Anniversary Advent 2022 | Dishonored - The Streets Dunwall Ten Years Later

Anniversary Advent 2022 | Dishonored - The Streets Dunwall Ten Years Later

I don’t think I’ll get my own squad after what happened last night.

It’s been a decade since Dishonored scurried out of Arkane Studios and into our hearts, and it still tops many people’s personal favourite game list to this day. It offered a dose of gothic steampunk that just hadn’t been seen in many mainstream games at the time - or since. When you think about it the game really does have everything anyone could ask for; corruption, darkness, disease, swords, messed up magic, and enough rats to turn a person into a puddle of viscera in seconds.

Images proceeding unfortunate events.

Within this beautiful and dangerous world, you play as Corvo Attano, Royal Protector (and lover) to Empress Jessamine Kaldwin, living in comfort at the Royal Palace in the capital city of Dunwall. Well, for the first ten minutes at least, then you become Corvo Attano, fall guy for the assassination of Empress Jessamine Kaldwin as well as a pawn of the uncaring celestial god and bit of a dick, The Outsider. It’s from that pouty floating bastard that you get your cool powers that act as the backbone to Dishonored’s intricate, systemic and yet somehow well-paced gameplay.

You telling me Arkane worked on a cancelled Half-Life project? I don’t believe you…

One of the game’s biggest strengths is how much of Dishonored’s world you get to see during the course of the story. Starting in the gutter (literally) you will travel to royal palaces; snooty aristocratic parties; flooded ruins; working-class pubs and everything in between. Even the most upper-class environments all creak and shudder, hiding disgusting things in the many dark corners of this grim world. Bloodstained sheets covering the bodies of the dead line the streets as the guarded and privileged nobility scoot on by in their full metal electric tram carriages. The moans of the great whales whose oil powers this fragile, uncaring Empire carry across the water. 

The name of the game is choice. The amount of dead bodies you create directly affects the amount of chaos in the world, and this in turn decides how dark the story gets. It’s not the most complex of moral choice systems, but it does affect more than just the ending. The plague ravaging the Isles is only one of the threats to this delicate balance of power. You’ve got the religious zealots over at the Abbey of the Everyman; the victims of the aforementioned plague, known as ‘weepers’; criminal gangs; and the man who framed you in the first place, Lord Regent Hiram Burrows, who looks like your local Tory MP if they murdered the incumbent and then blamed it on the doorman. It’s a testament to the game’s design that it’s perfectly possible to kill every living thing you come across or finish the whole game causing little more than lots of headaches from the shadows. Even the main targets can be dealt with non-lethally (which, in my opinion, can often be fates worse than death).

You can complete the not only without killing anyone but without being seen.

Or you could be cool.

Dishonored set itself apart by being a linear game released during a time when much of the industry ramping up of the open-world sandbox bubble that most AAA games still find themselves within. We had GTA IV four years prior, people were still crying at Red Dead Redemption, and the current omnipresent spectre of GTA Online was still a year away. Everything about Dishonored, from its art style to its level design, harkened back to the days of PC imersive sims like Deus Ex and Thief, which is also where Arkane got the basis for Dishonored’s stealth mechanics. Mostly playing on light and shadow, and lots of guards investigating noises that surely must just be rats?

The story itself is sometimes seen as a sticking point, even among fans; you deal with what’s been established as the main villain just over halfway through, and the steam goes out of it over the next few chapters. But when Dishonored hits the mark, it’s one of the most absorbing examples of modern gaming out there. I still, to this day, remember watching the E3 reveal (remember E3?) and how…different it looked (bear in mind I was about 11 at the time).

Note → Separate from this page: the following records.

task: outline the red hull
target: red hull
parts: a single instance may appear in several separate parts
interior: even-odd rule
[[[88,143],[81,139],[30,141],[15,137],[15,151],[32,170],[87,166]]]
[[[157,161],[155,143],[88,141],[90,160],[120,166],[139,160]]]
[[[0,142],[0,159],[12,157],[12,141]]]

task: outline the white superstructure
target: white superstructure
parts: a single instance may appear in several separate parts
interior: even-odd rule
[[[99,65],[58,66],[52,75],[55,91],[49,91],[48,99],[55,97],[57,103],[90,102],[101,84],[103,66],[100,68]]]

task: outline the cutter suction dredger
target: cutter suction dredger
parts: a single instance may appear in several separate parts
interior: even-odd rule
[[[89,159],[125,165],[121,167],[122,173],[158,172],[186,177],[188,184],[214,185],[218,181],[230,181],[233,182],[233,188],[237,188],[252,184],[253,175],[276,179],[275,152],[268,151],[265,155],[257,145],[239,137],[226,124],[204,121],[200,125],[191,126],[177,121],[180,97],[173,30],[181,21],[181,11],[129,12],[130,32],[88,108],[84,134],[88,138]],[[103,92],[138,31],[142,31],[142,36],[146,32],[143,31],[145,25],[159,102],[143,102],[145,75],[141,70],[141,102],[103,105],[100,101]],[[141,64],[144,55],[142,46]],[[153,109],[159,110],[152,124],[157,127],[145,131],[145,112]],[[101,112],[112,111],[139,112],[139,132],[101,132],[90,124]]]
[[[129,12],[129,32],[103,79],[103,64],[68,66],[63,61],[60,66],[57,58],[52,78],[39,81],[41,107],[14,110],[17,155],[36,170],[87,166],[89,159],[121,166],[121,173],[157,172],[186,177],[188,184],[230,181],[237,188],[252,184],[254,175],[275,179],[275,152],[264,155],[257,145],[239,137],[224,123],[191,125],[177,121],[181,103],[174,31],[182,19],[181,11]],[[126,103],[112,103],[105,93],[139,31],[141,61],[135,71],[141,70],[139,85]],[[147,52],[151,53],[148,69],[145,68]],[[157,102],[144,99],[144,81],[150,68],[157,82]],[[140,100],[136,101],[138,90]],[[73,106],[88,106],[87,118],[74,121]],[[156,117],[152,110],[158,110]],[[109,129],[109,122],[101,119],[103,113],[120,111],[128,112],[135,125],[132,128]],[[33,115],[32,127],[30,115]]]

And while the differences between ‘low’ and ‘high’ chaos are pretty much completely binary, the effect on the world is just nuanced enough to be more than an inFamous-style “press this button to be a bastard” system. 

Dishonored’s world is so goddamn brilliant to me that replaying is never a chore. The pace of superpower acquisition is near perfect, especially if you’re aiming for a pacifist run. You’re never screwed if you don’t have the upgraded version of power X, things are just marginally easier if you do have it. There are so many books and letters to read, to flesh out this crumbling empire world and people slowly dying in it, sometimes these bits of side story take the form of complete tales, and sometimes just scratching the surface of a place that feels endlessly deep. 

Don’t worry honey, those guards are just dancing with those cute rodents… Dancing in pools of their own blood.

So go, gather with whisky and cigars (I know, I’m a chronic asthmatic who doesn’t like whisky, shut up), and relive Dishonored on its tenth birthday. Be immersed in a world where it’s really hard to resist becoming a serial killer and see what rewards the game will offer you if you can fight temptation. In this case, ‘temptation’ means ‘summoning rats from hell’ to nibble guards to death. Words to live by.